Quando pensamos no fomento da pesquisa, dependemos muito do orçamento estatal. Como percebes isso em relação a outros países?
Em qualquer lugar do mundo, a pesquisa, embora isso seja pouco conhecido, depende fortemente dos recursos estatais. Em todo lugar é assim. Há mitos que precisam ser desconstruídos. Diz-se muito que as universidades não têm contato com empresas, mas isso não é verdade. Este ano, 30% dos valores da Unicamp a gente captou fora, então tem uma quantidade considerável de recursos que captamos de empresas, recursos que não são os nossos. Existe uma falsa ideia de que as universidades não têm captação fora, o que geralmente não é verdade. Em boas universidades públicas do país, o contato com empresas, convênios e projetos com agências são muito importantes para alavancar a pesquisa.

Como a Unicamp tem sido acompanhada para perceber a movimentação orçamentária na pesquisa?
A Unicamp já nasceu com essa perspectiva da inovação, de contato com o setor produtivo. Creio que um ponto importante foi a criação da INOVA, na Unicamp, 16 anos atrás. Isso organizou o contato com as empresas. Tem dado frutos muito interessantes dentro da universidade.
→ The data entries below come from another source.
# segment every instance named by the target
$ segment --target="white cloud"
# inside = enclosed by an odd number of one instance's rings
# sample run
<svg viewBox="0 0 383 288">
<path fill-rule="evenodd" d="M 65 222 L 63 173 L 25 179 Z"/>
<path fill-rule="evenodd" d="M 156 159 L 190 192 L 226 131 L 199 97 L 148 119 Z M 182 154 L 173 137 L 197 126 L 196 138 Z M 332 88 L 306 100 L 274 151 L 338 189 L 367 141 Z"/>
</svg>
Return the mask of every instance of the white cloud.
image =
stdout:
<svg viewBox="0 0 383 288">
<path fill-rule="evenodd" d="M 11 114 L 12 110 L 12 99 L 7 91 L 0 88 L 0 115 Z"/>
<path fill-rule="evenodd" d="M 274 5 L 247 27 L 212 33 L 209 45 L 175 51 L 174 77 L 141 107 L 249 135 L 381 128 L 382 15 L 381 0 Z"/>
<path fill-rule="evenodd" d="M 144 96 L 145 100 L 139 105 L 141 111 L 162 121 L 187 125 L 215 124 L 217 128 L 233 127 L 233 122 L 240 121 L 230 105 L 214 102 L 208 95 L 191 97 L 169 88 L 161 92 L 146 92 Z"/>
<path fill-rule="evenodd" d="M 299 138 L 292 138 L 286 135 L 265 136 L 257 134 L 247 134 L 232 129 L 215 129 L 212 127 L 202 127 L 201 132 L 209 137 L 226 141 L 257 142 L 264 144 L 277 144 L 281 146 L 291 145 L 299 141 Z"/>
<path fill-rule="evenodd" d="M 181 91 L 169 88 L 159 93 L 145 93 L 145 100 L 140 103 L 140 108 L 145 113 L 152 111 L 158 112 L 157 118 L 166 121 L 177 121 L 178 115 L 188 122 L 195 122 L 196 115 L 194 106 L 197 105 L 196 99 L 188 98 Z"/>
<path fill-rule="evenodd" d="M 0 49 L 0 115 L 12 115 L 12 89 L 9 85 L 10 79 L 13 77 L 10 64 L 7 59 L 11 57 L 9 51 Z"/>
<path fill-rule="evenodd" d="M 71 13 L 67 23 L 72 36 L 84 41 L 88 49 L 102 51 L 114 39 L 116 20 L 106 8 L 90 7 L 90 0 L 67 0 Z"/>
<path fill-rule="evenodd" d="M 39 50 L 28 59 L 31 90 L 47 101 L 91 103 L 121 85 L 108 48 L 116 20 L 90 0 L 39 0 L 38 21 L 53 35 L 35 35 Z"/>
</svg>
Como poderíamos sintetizar a comparação entre a Unicamp e o MIT (Massachusetts Institute of Technology)?
As duas universidades são muito próximas. O tamanho em termos de professores é muito parecido, mas a Unicamp tem muitos estudantes, embora tenha muito menos pós-doutores. Em termos de recursos, a captação é parecida. A diferença está na quantidade de recursos que o MIT consegue captar, por agências de fomento, e isso reflete muito na pesquisa.

Existe política específica dentro da Unicamp para que os projetos tenham mais duração?
Isso depende muito mais das agências de fomento. Como o momento é delicado, temos muitas incertezas com relação a projetos de pesquisa com maior envergadura. Em São Paulo, temos a Fundação de Amparo à Pesquisa do Estado de São Paulo, que criou o centro de pesquisa de inovação e desenvolvimento, um projeto de 10 anos de duração. Atualmente temos projetos com empresas com maior inovação e envergadura. Isso nos dá certa estabilidade.